Film shot by Mr. Vanackere on the unforgiving ocean shows giant waves pulling and tossing the raft while the crew manipulates the sail.

But during calm seas, life aboard the raft looks surprisingly comfortable. The kittens, which had been given to the crew as mascots, are seen climbing the raft's mast. The Frenchmen have scarves tied around their heads, pirate style, and play chess despite the heaving seas. They dine on sardines, coffee and the odd glass of spirits.

During one of those rare calm periods, the raft sent out a mayday when the cook complained he could not kick his seasickness. A research vessel on Newfoundland's Grand Banks called the Investigator picked up the message, and a crew member named Caleb Kean rowed out to help him.

"I explained we had another 10 days at sea until we got back to port," recalled Mr. Kean, now a retired sea captain living in St. John's. "He didn't mind, he was just glad to be off the raft. I think he'd lost his nerve."

Mr. Kean was sure it was the last that would be seen of the raft. "I thought they were all going to die," he said from his St. John's home. "I couldn't understand why they were doing what they were doing. It was so dangerous."

Keeping the dream alive

Mr. Beaudout would love to help someone build a duplicate of the raft, and see it installed in a Canadian museum before he dies. He said his reasons for making the voyage are more complicated than simply fulfilling some male whim, as the British news announcer suggested. The journey was the tonic he needed to fight the depression he suffered after his experience as a French resistance fighter during the Second World War. "I felt empty," he said, explaining why he found it hard to set down roots in his new country.
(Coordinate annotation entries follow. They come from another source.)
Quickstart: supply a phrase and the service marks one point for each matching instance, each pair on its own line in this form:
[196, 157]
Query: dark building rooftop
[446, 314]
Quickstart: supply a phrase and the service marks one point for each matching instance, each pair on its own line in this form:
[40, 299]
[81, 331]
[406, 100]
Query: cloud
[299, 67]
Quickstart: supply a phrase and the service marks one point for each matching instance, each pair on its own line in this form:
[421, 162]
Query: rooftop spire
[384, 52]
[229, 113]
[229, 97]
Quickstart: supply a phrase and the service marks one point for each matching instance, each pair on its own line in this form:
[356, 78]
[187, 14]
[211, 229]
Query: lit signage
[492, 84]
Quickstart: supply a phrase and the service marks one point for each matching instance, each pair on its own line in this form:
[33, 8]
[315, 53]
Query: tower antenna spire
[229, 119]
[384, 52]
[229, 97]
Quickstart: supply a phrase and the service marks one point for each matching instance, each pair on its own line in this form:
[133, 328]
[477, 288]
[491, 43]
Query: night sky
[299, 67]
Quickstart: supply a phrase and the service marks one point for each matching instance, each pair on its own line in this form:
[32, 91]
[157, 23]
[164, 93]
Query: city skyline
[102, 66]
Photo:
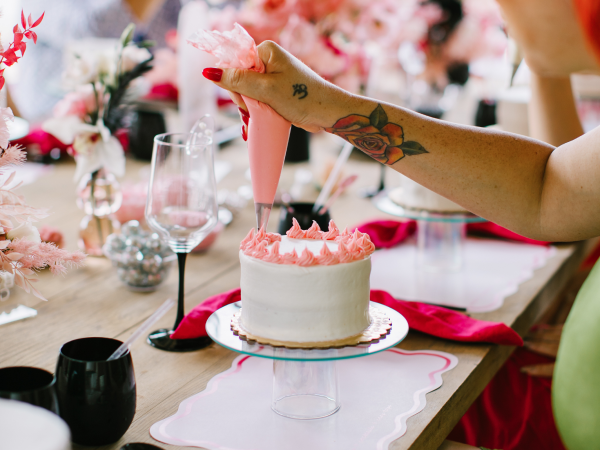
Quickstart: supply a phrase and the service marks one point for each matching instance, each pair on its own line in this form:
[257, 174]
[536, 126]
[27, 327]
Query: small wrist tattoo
[301, 90]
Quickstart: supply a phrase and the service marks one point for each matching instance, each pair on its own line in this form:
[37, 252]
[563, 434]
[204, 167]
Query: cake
[307, 286]
[412, 195]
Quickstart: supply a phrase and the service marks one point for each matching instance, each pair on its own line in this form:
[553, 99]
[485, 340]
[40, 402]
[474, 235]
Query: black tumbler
[29, 385]
[298, 145]
[304, 215]
[144, 126]
[96, 397]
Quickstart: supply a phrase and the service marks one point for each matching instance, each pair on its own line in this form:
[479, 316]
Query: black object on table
[96, 397]
[144, 126]
[486, 113]
[304, 215]
[30, 385]
[161, 339]
[140, 446]
[298, 145]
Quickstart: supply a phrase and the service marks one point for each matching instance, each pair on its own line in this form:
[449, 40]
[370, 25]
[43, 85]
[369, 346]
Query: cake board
[440, 236]
[304, 381]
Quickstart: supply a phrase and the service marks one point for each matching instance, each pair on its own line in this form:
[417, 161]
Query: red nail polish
[213, 73]
[244, 113]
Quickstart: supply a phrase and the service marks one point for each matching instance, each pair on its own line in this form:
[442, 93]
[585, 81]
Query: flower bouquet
[22, 253]
[104, 81]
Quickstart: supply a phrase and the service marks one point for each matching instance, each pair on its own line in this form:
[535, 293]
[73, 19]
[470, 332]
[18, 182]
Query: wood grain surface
[91, 301]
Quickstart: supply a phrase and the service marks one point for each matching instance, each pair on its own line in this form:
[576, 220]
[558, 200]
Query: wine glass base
[161, 339]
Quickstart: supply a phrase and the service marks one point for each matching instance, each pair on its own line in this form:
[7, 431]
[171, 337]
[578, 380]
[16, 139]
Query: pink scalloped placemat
[378, 394]
[493, 270]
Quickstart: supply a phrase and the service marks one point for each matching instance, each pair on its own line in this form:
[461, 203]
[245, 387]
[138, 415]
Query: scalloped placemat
[378, 394]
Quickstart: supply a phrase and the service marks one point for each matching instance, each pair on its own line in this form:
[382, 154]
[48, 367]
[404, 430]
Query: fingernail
[244, 113]
[213, 73]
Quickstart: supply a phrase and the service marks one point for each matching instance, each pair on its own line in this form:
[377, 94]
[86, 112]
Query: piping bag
[268, 132]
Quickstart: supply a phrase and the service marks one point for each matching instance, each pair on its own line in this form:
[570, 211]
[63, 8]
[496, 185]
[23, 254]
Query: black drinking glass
[96, 397]
[29, 385]
[304, 214]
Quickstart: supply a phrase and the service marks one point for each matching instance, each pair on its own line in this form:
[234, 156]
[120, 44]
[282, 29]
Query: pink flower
[316, 10]
[79, 102]
[5, 115]
[51, 235]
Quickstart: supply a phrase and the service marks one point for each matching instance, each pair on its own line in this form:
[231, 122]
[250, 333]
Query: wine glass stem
[381, 179]
[181, 261]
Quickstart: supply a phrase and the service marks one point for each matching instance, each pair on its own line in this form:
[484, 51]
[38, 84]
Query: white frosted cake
[412, 195]
[308, 286]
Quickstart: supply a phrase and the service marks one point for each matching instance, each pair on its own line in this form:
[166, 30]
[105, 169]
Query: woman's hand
[288, 86]
[550, 35]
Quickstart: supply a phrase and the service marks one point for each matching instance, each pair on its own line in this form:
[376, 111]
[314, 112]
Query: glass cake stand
[440, 236]
[304, 381]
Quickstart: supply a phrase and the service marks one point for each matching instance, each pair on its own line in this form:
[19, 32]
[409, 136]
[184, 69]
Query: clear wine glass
[182, 208]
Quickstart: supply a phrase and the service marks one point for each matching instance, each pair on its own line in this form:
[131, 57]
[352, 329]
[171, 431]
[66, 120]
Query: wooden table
[91, 301]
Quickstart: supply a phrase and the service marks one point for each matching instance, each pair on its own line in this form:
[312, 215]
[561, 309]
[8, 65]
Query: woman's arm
[518, 182]
[552, 113]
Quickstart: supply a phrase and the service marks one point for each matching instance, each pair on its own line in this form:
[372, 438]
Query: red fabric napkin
[429, 319]
[389, 233]
[514, 411]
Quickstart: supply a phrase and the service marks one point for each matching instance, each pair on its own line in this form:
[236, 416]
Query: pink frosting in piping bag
[268, 132]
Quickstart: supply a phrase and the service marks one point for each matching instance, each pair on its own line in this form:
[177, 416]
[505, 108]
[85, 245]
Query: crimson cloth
[389, 233]
[429, 319]
[514, 411]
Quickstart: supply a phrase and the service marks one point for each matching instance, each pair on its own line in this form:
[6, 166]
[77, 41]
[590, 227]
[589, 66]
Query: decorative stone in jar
[142, 260]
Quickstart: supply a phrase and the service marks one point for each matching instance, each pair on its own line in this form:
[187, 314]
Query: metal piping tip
[263, 211]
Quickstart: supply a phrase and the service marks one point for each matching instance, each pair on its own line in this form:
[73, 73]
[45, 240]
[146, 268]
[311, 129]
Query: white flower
[132, 56]
[5, 115]
[81, 70]
[25, 231]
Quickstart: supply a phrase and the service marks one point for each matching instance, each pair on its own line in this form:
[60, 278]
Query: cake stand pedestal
[305, 384]
[440, 236]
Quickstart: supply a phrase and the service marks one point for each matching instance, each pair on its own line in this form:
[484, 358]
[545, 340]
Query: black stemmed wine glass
[182, 209]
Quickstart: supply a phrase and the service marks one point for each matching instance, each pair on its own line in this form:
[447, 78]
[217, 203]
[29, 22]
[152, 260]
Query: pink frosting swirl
[295, 232]
[356, 251]
[314, 232]
[332, 233]
[247, 239]
[290, 258]
[351, 246]
[261, 235]
[343, 253]
[260, 251]
[307, 259]
[273, 256]
[273, 237]
[365, 243]
[326, 257]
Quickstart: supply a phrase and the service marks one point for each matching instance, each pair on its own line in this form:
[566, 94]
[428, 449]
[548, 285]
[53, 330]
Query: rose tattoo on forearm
[375, 136]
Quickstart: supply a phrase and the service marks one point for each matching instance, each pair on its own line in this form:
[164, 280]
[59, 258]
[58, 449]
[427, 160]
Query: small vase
[99, 196]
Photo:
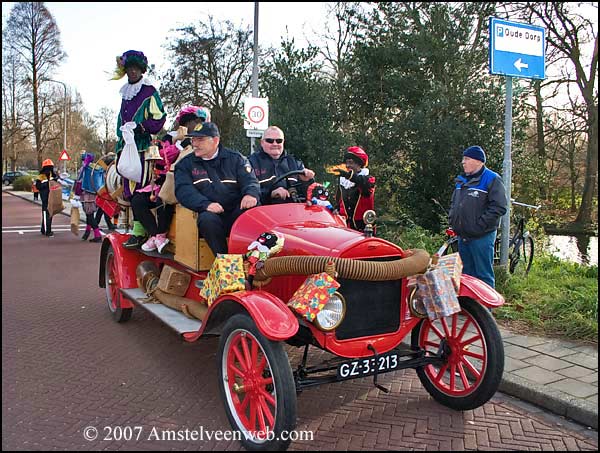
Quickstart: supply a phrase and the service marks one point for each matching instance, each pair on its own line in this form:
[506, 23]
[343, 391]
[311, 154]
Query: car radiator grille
[372, 308]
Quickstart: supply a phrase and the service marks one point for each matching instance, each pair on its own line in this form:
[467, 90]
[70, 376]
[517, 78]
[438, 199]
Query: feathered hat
[130, 58]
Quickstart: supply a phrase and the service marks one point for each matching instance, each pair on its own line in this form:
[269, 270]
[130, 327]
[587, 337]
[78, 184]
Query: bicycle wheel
[521, 256]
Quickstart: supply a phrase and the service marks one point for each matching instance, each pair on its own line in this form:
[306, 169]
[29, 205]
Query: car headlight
[332, 314]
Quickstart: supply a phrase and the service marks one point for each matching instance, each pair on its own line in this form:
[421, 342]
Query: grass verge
[556, 299]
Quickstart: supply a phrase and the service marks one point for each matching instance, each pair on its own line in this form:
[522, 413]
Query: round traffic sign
[256, 114]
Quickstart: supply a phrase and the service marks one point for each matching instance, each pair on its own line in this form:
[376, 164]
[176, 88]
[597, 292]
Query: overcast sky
[93, 34]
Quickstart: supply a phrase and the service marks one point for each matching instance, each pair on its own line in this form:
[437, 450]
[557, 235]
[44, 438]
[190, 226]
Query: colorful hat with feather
[130, 58]
[192, 110]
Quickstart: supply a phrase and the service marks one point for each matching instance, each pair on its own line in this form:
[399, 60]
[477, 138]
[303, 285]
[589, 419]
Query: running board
[171, 317]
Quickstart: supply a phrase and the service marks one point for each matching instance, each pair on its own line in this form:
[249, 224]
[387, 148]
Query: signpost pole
[516, 50]
[507, 172]
[255, 65]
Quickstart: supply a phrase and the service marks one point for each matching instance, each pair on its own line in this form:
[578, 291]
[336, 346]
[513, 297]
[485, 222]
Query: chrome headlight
[332, 314]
Today, he lives in a Montreal suburb with his wife, Jeannine, whom he brought over from his native France after the end of the war. He attributes his excellent health to the physical activity of his youth and his Parisian wife's cooking.

Anne Ryan, Mr. Kean's daughter, has in recent years helped her 85-year-old father collect memorabilia of the voyage, which he keeps in a custom-made box.

"All through our childhood, we heard dad talking about the raft," Ms. Ryan said. "But he was the only person talking about it. We never heard about it from anyone else. It was almost like he'd made it up, but we knew he wouldn't do that."

Ms. Comeau Mahar has run into the same skepticism in Nova Scotia. She has asked the province's Maritime Museum to commemorate the raft voyage. A city councillor asked her to supply proof the voyage took place.

The developer of the new King's Wharf complex has told Ms. Comeau Mahar it will have an answer for her at the end of August about a plaque.

In the meantime, there's some comfort for Mr. Beaudout in knowing that his efforts, and those of his deceased comrades, Mr Modena and Mr. Vanackere, have not been forgotten by two important eyewitnesses to their remarkable journey.

"We should remember this voyage because no one else has done this, sailing a raft from west to east on the Gulf Stream," Ms. Comeau Mahar said. "I saw the hardships they endured at the outset. And there was a lot of sacrifice involved."